The statement said those responsible will be punished if they are found to have violated any laws or Party discipline.

The alleged purchases by Sinopec Guangdong were revealed online on Monday, along with photographs and images that were said to be photocopies of invoices.

The invoices appeared to show that the company bought luxury alcohol on three occasions for an overall price of 1.15 million yuan in September 2010. The order seemed to show that the company bought Moutai, which is one of the most famous and expensive liquor brands in China.

A bottle of Moutai that has been stored for 50 years sells for about 22,000 yuan while non-vintage Moutai sells for more than 1,000 yuan a bottle.

The online postings seemed to show that Sinopec Guangdong had bought 30 bottles of Moutai that had been stored for 50 years, another 30 bottles of Moutai that had been stored for 30 years, and 60 bottles of Moutai that had been stored for 15 years, in addition to 360 bottles of non-vintage Moutai.

Another picture of a photocopy of an undated purchase contract showed that the company had bought a total of 696 bottles of imported alcohol costing 630,720 yuan. The imported alcohol included 17 bottles of Chateau Lafite Rothschild produced in 1996, which is priced at more than 10,000 yuan a bottle.

The online posting claimed Lu Guangyu, general manager of Sinopec Guangdong, ordered these liquors and planned to use them at banquets or give them out as gifts.

The company on Tuesday confirmed the purchases, but Xu Tao, the company's spokesman, said the alcohol was destined to be resold at stores at Sinopec's gas stations.

Many online critics did not buy the explanation, saying that such expensive liquor could not be sold out of gas station convenience stores.

"No wonder we pay sky-high prices for gas. We have to do so the company can drink Moutai," said a netizen nicknamed Qunzhong.

But Cao Lin, a commentator for the Shandong-based web portal Dzwww.com, said further investigation made him wonder if it was possible that the bottles could be sold out of gas stations after all.

"I went to some of Sinopec's convenience stores and was surprised to find many things there that I was not expecting -- Martell XO, non-vintage Moutai and some high-end electric appliances," Cao said.

He suggested that some people whose fuel bills are paid with public money were using the privilege to buy other things.

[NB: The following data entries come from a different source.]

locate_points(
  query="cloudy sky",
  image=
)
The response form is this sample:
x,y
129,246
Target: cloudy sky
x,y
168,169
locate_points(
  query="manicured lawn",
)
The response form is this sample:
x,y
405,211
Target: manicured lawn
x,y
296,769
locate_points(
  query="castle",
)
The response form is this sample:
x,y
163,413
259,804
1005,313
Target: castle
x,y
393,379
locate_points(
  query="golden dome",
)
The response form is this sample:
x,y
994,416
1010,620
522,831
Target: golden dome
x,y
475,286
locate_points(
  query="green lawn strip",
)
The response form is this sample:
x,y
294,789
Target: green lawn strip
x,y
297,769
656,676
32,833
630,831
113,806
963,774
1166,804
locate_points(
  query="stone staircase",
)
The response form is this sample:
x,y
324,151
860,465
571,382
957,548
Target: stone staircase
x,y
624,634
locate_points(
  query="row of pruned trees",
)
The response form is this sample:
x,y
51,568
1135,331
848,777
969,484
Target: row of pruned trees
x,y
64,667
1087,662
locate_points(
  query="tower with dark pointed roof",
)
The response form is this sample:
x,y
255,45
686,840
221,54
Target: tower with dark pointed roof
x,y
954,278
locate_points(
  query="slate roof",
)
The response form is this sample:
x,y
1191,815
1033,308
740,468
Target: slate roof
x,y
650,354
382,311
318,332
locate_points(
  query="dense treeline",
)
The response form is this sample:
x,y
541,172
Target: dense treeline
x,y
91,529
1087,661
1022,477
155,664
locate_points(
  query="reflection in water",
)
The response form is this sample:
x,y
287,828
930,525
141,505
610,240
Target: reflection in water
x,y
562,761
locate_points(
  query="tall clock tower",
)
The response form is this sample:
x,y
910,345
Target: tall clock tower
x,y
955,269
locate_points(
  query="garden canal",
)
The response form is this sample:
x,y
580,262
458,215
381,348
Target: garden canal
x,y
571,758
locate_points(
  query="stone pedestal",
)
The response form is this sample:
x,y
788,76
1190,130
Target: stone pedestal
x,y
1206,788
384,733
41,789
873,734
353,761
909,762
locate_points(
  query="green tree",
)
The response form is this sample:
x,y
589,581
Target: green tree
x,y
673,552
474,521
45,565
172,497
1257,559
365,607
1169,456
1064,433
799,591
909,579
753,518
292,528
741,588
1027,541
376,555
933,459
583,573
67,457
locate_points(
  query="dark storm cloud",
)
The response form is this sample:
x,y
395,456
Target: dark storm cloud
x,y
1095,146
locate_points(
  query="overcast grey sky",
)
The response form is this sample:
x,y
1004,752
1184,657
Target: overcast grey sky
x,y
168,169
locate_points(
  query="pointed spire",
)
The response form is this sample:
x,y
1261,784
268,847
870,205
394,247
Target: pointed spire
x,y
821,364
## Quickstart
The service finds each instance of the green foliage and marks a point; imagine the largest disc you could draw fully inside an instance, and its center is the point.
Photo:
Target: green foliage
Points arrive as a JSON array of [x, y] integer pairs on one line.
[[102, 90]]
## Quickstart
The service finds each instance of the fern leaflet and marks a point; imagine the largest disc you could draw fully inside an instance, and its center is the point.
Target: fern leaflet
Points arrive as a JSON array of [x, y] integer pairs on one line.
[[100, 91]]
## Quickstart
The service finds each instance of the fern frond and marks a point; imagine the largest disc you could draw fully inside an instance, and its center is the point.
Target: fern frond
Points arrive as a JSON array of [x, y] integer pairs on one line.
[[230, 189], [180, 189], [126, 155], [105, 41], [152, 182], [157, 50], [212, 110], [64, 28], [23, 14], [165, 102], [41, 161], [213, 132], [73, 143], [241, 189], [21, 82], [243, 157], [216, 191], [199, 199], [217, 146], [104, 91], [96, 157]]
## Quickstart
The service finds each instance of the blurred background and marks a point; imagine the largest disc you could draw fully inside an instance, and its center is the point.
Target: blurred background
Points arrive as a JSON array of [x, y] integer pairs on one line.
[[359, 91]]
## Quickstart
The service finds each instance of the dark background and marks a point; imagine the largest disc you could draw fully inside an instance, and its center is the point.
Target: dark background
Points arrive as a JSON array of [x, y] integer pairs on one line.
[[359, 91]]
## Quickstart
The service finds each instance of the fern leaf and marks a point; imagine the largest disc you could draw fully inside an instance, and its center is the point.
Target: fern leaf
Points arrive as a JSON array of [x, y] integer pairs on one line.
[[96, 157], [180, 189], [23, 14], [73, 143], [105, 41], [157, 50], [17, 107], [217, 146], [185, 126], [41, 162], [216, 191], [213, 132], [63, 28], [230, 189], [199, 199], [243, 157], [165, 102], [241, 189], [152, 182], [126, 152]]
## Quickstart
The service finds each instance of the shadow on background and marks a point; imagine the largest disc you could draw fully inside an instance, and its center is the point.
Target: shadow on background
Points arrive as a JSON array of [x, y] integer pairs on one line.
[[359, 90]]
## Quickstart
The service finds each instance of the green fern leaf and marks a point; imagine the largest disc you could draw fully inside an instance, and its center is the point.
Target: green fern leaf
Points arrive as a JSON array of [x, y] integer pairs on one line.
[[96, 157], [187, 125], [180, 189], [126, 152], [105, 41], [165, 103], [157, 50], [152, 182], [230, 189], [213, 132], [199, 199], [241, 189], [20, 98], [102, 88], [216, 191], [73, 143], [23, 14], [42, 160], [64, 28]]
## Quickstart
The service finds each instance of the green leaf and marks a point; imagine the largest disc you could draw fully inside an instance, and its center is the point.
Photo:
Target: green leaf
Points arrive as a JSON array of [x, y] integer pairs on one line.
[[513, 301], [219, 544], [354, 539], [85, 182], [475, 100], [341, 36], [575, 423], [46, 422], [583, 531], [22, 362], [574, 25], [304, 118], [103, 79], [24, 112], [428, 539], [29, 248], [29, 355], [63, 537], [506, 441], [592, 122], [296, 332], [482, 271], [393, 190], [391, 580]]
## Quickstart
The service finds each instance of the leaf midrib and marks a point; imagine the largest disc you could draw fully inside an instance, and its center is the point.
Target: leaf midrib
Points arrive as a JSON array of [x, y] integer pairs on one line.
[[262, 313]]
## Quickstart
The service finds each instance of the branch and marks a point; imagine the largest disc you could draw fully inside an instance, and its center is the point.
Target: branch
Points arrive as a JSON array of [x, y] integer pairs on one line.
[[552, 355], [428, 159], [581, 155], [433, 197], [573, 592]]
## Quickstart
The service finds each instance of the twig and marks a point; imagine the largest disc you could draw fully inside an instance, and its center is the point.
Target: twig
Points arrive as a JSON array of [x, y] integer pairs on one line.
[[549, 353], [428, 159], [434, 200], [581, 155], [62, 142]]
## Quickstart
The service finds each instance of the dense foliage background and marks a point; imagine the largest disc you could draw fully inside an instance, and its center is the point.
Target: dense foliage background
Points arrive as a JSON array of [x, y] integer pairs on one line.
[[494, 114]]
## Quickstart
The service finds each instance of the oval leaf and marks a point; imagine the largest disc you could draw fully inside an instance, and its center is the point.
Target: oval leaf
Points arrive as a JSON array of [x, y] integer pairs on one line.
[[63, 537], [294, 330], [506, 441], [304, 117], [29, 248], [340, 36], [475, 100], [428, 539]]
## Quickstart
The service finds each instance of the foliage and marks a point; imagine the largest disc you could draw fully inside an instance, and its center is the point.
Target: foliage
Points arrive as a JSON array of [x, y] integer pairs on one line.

Earlier media reports said Sinopec Guangdong's turnover from non-petrol business in 2010 amounted to nearly 700 million yuan, of which 25 million yuan came from liquor sales.

The scandal has not been the first for Sinopec. In July 2009, online posts claimed the corporation had splashed out 12 million yuan on hanging lamps for its headquarters. The corporation said later that it had actually paid about 1.6 million for the hanging lights.